Security - it's all about four things

Opinion by Dan Raywood

It has been suggested that you could define modern security with four words beginning with C: cloud, consumerisation, collaboration and cyber crime.

It has been suggested that you could define modern security with four words beginning with C: cloud, consumerisation, collaboration and cyber crime.

After all, they do summarise the main talking points for most people I encounter, though thankfully only one at a time. But could you pick a different letter? A recent report from Thales, which aimed to be a practical guide for companies to assess their cyber-security strategy, suggested that it could be the letter S – and no, we are not talking about sun, sea, sand and surfing.

OK, I am cheating to create a trend because Thales's S denotes ‘secure' – its guide suggested that to help audit their cyber-security risk, businesses should secure: information; people; communications; and infrastructure.

Thales said that these four are the main areas of cyber security addressed by best-practice organisations. It advised organisations, which wish to mitigate the risk posed by increasingly large-scale, sophisticated cyber attacks, to ensure that they are allocating their investment in cyber security appropriately and not over-protecting non-sensitive data or under-protecting business-critical data.

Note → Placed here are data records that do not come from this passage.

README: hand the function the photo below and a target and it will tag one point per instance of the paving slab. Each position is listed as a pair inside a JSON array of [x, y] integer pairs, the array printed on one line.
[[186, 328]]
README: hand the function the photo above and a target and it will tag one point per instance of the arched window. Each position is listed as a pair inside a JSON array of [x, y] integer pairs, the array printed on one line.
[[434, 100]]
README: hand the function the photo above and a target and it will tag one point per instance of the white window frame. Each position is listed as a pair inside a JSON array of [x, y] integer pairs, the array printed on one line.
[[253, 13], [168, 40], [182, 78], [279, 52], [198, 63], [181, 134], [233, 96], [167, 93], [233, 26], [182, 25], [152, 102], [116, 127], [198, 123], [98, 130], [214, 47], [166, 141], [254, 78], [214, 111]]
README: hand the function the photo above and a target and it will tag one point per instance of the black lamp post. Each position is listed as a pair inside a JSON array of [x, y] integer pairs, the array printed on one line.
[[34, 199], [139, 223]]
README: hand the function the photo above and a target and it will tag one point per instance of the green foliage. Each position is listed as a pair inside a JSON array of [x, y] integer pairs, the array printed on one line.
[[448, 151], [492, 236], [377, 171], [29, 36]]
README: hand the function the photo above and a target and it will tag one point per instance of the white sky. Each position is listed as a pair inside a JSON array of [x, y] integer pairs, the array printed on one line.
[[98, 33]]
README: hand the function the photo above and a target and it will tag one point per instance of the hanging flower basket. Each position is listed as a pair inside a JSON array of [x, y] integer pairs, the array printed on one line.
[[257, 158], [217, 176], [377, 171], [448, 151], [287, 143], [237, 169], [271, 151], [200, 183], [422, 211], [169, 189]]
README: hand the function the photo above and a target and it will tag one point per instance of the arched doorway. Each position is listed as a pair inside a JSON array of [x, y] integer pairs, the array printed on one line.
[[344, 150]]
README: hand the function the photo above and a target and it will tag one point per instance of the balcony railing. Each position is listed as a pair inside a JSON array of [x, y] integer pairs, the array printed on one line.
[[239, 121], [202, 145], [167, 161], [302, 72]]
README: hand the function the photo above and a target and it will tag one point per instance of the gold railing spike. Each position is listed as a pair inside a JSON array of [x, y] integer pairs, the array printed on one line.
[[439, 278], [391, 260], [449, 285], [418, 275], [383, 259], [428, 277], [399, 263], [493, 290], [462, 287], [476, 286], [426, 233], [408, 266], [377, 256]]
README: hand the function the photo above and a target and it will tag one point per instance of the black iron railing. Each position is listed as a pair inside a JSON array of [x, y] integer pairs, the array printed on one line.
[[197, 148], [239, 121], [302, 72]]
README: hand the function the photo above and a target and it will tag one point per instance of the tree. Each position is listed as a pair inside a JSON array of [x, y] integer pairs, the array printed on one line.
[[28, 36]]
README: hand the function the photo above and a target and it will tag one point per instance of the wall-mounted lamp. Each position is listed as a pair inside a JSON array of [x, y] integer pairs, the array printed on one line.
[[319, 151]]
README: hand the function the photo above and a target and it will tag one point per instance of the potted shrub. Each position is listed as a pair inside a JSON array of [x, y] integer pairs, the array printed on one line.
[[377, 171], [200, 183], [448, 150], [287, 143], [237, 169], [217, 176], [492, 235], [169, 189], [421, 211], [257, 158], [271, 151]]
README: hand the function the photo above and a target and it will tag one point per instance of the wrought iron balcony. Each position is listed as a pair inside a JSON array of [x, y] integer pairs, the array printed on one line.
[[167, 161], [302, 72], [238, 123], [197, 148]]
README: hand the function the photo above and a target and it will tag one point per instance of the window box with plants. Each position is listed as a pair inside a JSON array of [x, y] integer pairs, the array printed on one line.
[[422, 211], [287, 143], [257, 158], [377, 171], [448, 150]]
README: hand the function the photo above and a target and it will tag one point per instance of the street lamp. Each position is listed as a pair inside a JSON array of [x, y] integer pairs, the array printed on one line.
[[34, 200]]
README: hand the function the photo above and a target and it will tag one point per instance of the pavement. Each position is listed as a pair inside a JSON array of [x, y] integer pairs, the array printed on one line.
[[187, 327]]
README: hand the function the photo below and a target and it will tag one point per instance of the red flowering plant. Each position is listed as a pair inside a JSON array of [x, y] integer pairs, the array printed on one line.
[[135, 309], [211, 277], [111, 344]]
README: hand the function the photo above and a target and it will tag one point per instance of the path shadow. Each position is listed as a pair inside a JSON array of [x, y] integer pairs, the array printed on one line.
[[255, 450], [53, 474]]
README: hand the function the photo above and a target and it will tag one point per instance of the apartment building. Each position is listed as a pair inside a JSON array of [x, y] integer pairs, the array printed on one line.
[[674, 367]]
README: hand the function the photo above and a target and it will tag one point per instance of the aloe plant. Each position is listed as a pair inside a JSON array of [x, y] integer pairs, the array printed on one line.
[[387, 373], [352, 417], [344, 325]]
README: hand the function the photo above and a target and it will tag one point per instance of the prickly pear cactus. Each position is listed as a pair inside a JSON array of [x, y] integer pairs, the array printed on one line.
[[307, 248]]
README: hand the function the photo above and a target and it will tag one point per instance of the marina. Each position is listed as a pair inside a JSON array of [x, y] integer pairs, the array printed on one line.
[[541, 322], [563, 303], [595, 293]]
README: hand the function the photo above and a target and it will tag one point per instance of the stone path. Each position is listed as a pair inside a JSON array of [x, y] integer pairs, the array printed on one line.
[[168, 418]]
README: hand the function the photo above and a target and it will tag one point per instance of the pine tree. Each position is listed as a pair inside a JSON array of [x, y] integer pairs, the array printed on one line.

On securing information, it recommended conducting an information audit to categorise information by value, reviewing the governance of information security and considering the impact of the organisation's culture on information security.

To secure people, it claimed that organisations often focus on providing staff with procedures and guidelines on their responsibilities to keep the organisation secure. It encouraged businesses to ensure that they are well-versed on the relevant legislative conditions that they should operate within, roll out identity-based access to information to ensure that people only access data they are authorised to view, and audit how personal IT is regulated in the workplace; and, for home workers, to ensure that staff and the organisation are protected.

For communications, Thales recommended this be underpinned by policy and procedures, by communicating the cyber-security strategy and information audit in a secure manner and investing in enterprise encryption to mitigate the risk of IP theft and data loss.

Finally, for a secure infrastructure, it recommended conducting an audit of service providers and measuring their security, reviewing service-level agreements, monitoring critical networks and reviewing information storage security.

Ross Parsell, director of cyber strategy at Thales UK, said: “Our report identifies what CIOs and security professionals should be thinking about when assessing the sophistication and effectiveness of their organisation's cyber-security strategy.

“We have developed this guide in response to the very sizeable and tangible cyber-crime threat facing businesses in 2012. We hope those with the heavy burden of developing and executing cyber-security strategies will be able to use this framework to stress-test cyber security measures which may already be in place across the business.”

If only life was as easy to be pigeonholed into four areas. Well, it isn't, but sometimes it takes a breakdown such as this to realise that the challenges are more contained than they seem.